# Important note!

Before you turn this problem in, make sure everything runs as expected. First, **restart the kernel** (in the menubar, select Kernel$\rightarrow$Restart) and then **run all cells** (in the menubar, select Cell$\rightarrow$Run All).

Make sure you fill in any place that says `YOUR CODE HERE` or "YOUR ANSWER HERE", as well as your GT login and the GT logins of any of your collaborators below. (The GT logins are worth 1 point per notebook, so don't miss the opportunity to get a free point!)

In [None]:
YOUR_ID = "" # Please enter your GT login, e.g., "rvuduc3" or "gtg911x"
COLLABORATORS = [] # list of strings of your collaborators' IDs

In [None]:
import re

RE_CHECK_ID = re.compile (r'''[a-zA-Z]+\d+|[gG][tT][gG]\d+[a-zA-Z]''')
assert RE_CHECK_ID.match (YOUR_ID) is not None

collab_check = [RE_CHECK_ID.match (i) is not None for i in COLLABORATORS]
assert all (collab_check)

del collab_check
del RE_CHECK_ID
del re

**Jupyter / IPython version check.** The following code cell verifies that you are using the correct version of Jupyter/IPython.

In [None]:
import IPython
assert IPython.version_info[0] >= 3, "Your version of IPython is too old, please update it."

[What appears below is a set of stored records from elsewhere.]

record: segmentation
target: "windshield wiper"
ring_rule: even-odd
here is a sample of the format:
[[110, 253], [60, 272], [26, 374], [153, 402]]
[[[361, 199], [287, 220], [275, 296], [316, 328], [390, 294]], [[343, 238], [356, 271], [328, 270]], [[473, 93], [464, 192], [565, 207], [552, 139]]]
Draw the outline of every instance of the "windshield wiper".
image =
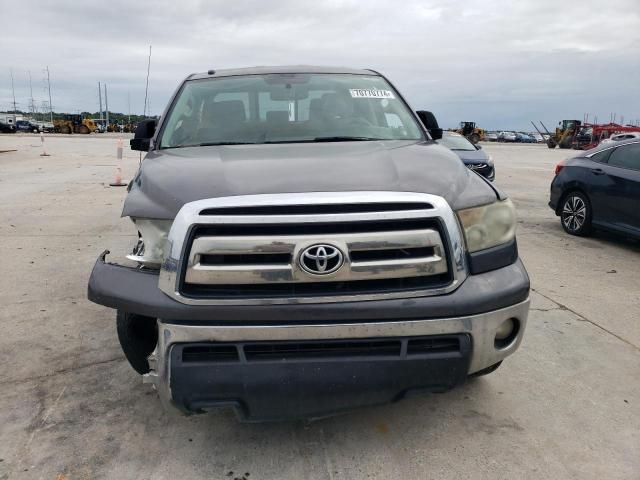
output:
[[217, 145], [255, 145], [255, 144], [256, 142], [205, 142], [205, 143], [199, 143], [197, 146], [198, 147], [215, 147]]
[[311, 141], [312, 142], [366, 142], [371, 140], [384, 140], [384, 138], [334, 136], [334, 137], [316, 137]]
[[385, 140], [385, 139], [373, 138], [373, 137], [335, 136], [335, 137], [303, 138], [300, 140], [266, 140], [261, 143], [364, 142], [368, 140]]

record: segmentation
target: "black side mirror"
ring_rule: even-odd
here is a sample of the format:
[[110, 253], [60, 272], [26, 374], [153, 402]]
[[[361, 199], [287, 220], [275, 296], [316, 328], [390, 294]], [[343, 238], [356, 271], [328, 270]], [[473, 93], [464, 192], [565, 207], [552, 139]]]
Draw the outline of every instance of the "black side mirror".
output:
[[136, 126], [136, 132], [133, 138], [129, 140], [131, 150], [140, 150], [141, 152], [148, 152], [151, 147], [151, 139], [153, 134], [156, 133], [156, 121], [155, 120], [143, 120]]
[[482, 149], [482, 145], [478, 145], [477, 143], [474, 145], [474, 147], [476, 147], [476, 150], [481, 150]]
[[434, 140], [440, 140], [442, 138], [442, 129], [438, 126], [436, 116], [426, 110], [418, 110], [416, 113], [418, 114], [418, 118], [420, 118], [422, 124], [429, 132], [429, 135], [431, 135], [431, 138]]

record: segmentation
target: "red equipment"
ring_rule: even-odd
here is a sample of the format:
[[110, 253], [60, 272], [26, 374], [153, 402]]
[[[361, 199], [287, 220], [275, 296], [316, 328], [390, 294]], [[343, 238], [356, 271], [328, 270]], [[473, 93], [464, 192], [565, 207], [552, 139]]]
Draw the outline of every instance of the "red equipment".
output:
[[592, 123], [582, 124], [571, 142], [571, 148], [576, 150], [589, 150], [597, 147], [605, 138], [611, 135], [626, 132], [640, 132], [640, 127], [631, 125], [620, 125], [619, 123], [607, 123], [596, 125]]

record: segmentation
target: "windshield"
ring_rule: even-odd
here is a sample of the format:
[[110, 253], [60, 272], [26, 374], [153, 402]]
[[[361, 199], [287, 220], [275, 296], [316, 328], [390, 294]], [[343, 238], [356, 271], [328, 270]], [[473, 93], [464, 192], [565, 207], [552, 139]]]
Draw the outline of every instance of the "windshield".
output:
[[245, 75], [186, 82], [160, 148], [423, 138], [382, 77]]
[[438, 140], [438, 143], [451, 150], [471, 151], [476, 149], [476, 147], [462, 135], [448, 135], [445, 133], [442, 138]]

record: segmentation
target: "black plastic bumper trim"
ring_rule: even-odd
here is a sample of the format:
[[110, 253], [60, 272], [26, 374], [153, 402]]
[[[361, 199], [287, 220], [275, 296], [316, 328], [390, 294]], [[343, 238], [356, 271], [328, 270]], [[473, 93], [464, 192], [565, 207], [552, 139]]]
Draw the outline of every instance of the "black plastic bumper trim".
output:
[[469, 335], [447, 337], [457, 340], [456, 350], [409, 355], [404, 348], [397, 356], [372, 351], [287, 361], [184, 362], [183, 352], [193, 344], [177, 344], [170, 354], [171, 398], [186, 413], [231, 406], [247, 421], [281, 421], [393, 402], [413, 392], [442, 392], [464, 382], [471, 358]]

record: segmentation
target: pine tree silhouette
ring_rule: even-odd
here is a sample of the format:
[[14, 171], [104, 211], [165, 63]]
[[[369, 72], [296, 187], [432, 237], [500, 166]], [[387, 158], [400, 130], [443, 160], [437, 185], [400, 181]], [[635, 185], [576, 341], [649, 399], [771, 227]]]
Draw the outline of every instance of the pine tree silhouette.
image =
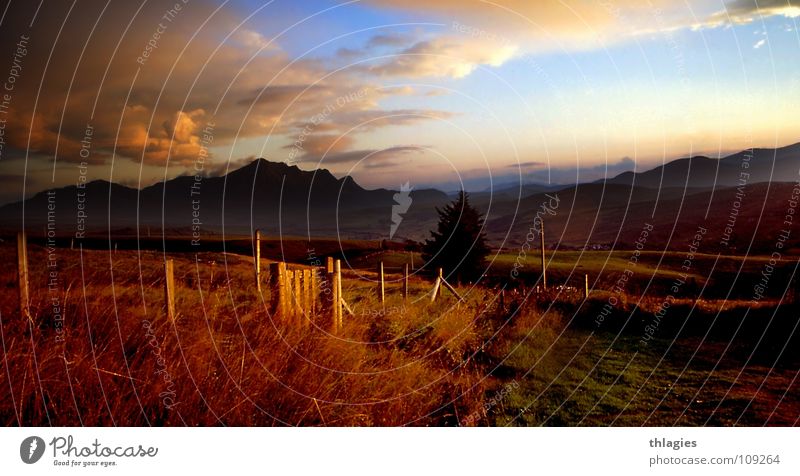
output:
[[457, 282], [474, 280], [483, 272], [483, 262], [490, 249], [483, 233], [483, 216], [469, 203], [463, 190], [444, 208], [436, 208], [439, 224], [425, 240], [422, 256], [426, 267], [442, 268]]

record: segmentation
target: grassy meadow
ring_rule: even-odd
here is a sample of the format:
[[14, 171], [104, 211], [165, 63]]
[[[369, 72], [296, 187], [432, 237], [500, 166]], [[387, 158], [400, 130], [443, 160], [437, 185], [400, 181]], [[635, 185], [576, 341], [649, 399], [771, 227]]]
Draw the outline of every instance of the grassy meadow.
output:
[[[163, 253], [57, 248], [48, 259], [29, 245], [30, 319], [20, 317], [14, 266], [0, 274], [2, 423], [791, 425], [800, 417], [797, 309], [793, 299], [779, 303], [791, 280], [757, 305], [745, 287], [728, 299], [701, 294], [707, 280], [731, 273], [752, 283], [763, 258], [698, 255], [696, 294], [675, 296], [644, 343], [678, 254], [644, 253], [635, 279], [615, 294], [630, 252], [550, 254], [547, 292], [536, 291], [534, 256], [518, 279], [504, 281], [517, 255], [500, 253], [487, 285], [457, 286], [463, 302], [445, 292], [431, 303], [424, 270], [412, 273], [409, 299], [400, 295], [399, 269], [422, 263], [418, 254], [332, 243], [266, 244], [262, 256], [295, 266], [308, 262], [309, 249], [343, 258], [354, 314], [336, 335], [325, 315], [300, 325], [271, 315], [247, 253], [171, 251], [173, 322]], [[15, 253], [12, 242], [0, 245], [5, 262]], [[379, 261], [388, 273], [384, 305], [375, 296]], [[576, 274], [580, 292], [554, 289]]]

# Analyzing the SIR-CA infection model

The goal of this notebook is to analyze theoretically the SIR-CA model of [Lab 4](https://github.com/rvuduc/cx4230sp17labs/tree/master/lab4). The SIR-CA model is special in the sense that this analysis is tractable, using the mathematical tool of Markov chains.

## Setup

Run the following code cells to get started.

In [None]:
# Our usual multidimensional array tools
import numpy as np
import scipy as sp
import scipy.sparse

# Some handy combinatorial functions, e.g.,
# for generating permutations and combinations.
# See: https://docs.python.org/3/library/itertools.html
import itertools

In [None]:
 # Core plotting support
import matplotlib.pyplot as plt
%matplotlib inline

## Monte Carlo simulations for a 1-D, 3-cell grid

Let's start by experimentally analyzing the simplest case, which is a one-dimensional grid consisting of just three (3) cells.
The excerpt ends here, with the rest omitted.